(no title)

I don’t mean to dissuade you, because simulating biology is a truly fascinating task. That said, what you’re describing would be a monumental task, not exactly a free time side project.

Consider protein folding. This occurs millions of times per second in the thirty trillion cells in the human body. We only just now built a machine learning model that can predict some of the conformations of individual proteins.

The crazy thing is that protein folding is the easiest problem in biology. Nice clean training data, static high resolution targets. Cell biology is not that. Cells are noisy and constantly changing, and its insanely difficult to even measure what they're doing. Like every time we try to determine how many different types of cells there are, we come up with a different, larger number than before. The reason for this is that all our measurements of the number of proteins, RNA, and other chemicals in cells are bad, like looking through a distorted broken lens.

Complicating all this is that biology is is insanely coupled across both spatial and temporal scales. Consider the KRAS protein. Its one of the most commonly mutated genes in cancer. The most common mutations in KRAS amount to about a dozen atoms being out of place in the protein, due to a single base change in DNA. This nanoscale change in a single cell propagates up to tumors that interfere with bulk physiology and result in death. Or, more specifically for the brain, consider huntington’s disease. Theres a section of DNA thats repeated in a gene called huntingtin. If you have less than 36 copies of the repeat, the you're fine. More than 36 results in a brain disease that typically takes 30-50 years to even manifest.

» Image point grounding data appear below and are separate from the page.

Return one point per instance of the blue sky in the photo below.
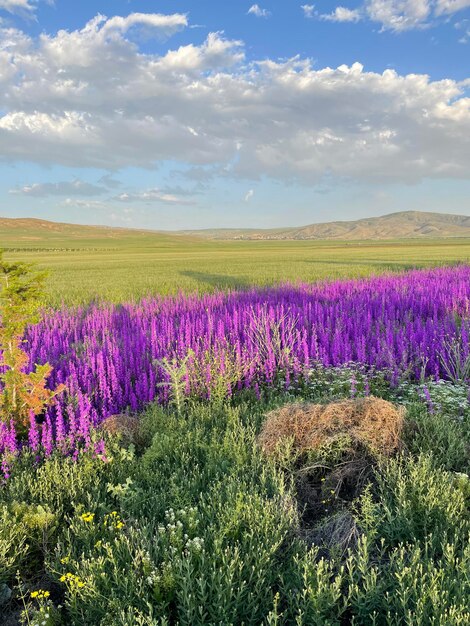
(201, 114)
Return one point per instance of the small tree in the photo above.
(23, 393)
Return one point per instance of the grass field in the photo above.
(133, 265)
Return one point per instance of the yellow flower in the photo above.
(112, 520)
(73, 580)
(40, 594)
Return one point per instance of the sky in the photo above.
(202, 113)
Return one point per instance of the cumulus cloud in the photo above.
(451, 6)
(342, 14)
(23, 8)
(76, 203)
(464, 28)
(308, 9)
(398, 15)
(205, 107)
(255, 9)
(66, 188)
(151, 196)
(17, 6)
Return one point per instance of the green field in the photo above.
(135, 264)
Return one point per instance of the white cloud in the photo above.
(203, 106)
(451, 6)
(65, 188)
(76, 203)
(24, 8)
(150, 196)
(342, 14)
(464, 27)
(16, 6)
(255, 9)
(308, 10)
(398, 15)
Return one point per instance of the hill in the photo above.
(403, 225)
(31, 232)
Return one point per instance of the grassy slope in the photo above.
(120, 265)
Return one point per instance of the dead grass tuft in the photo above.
(370, 422)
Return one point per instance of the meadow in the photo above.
(132, 266)
(153, 490)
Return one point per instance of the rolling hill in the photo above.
(30, 232)
(402, 225)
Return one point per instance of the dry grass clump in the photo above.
(371, 422)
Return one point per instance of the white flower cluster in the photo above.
(441, 395)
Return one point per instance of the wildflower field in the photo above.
(145, 492)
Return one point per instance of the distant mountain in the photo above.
(403, 225)
(31, 232)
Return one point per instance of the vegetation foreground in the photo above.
(192, 524)
(306, 461)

So, all that to say that simulating this is insanely hard. Like, you’re trying to write a simulation for a system where we dont know what it’s made of or how its individual parts work. Also, we just empirically know that changing the arrangement of a few atoms can result in massive changes that lay dormant for decades before they suddenly appear.

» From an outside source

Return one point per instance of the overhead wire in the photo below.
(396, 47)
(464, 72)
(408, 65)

This is one of those hard problems in computing and medicine. Accurately simulating a neuron, for example, or other cells is beyond our capabilities. We have a difficult time even simulating individual receptors themselves on cells, which includes accurately predicting and simulating ligand binding on proteins.

It's something way beyond our current capabilities.

There's some interesting work on "organs on a chip" e.g. arrays of microfluidic cell cultures that allows some experimentation on a combination of a few types of tissue modeling an organ or some aspect of it, but even that's already pushing the state of art and not fully mature at the moment; doing something similar for many (much less all or most) organs is something that doesn't work yet; and these "organs on a chip" are useful because pure simulation is even less mature and is unable to do what these cell cultures can.

The goal you state is interesting, relevant, and potentially achievable, but it's still some decades away.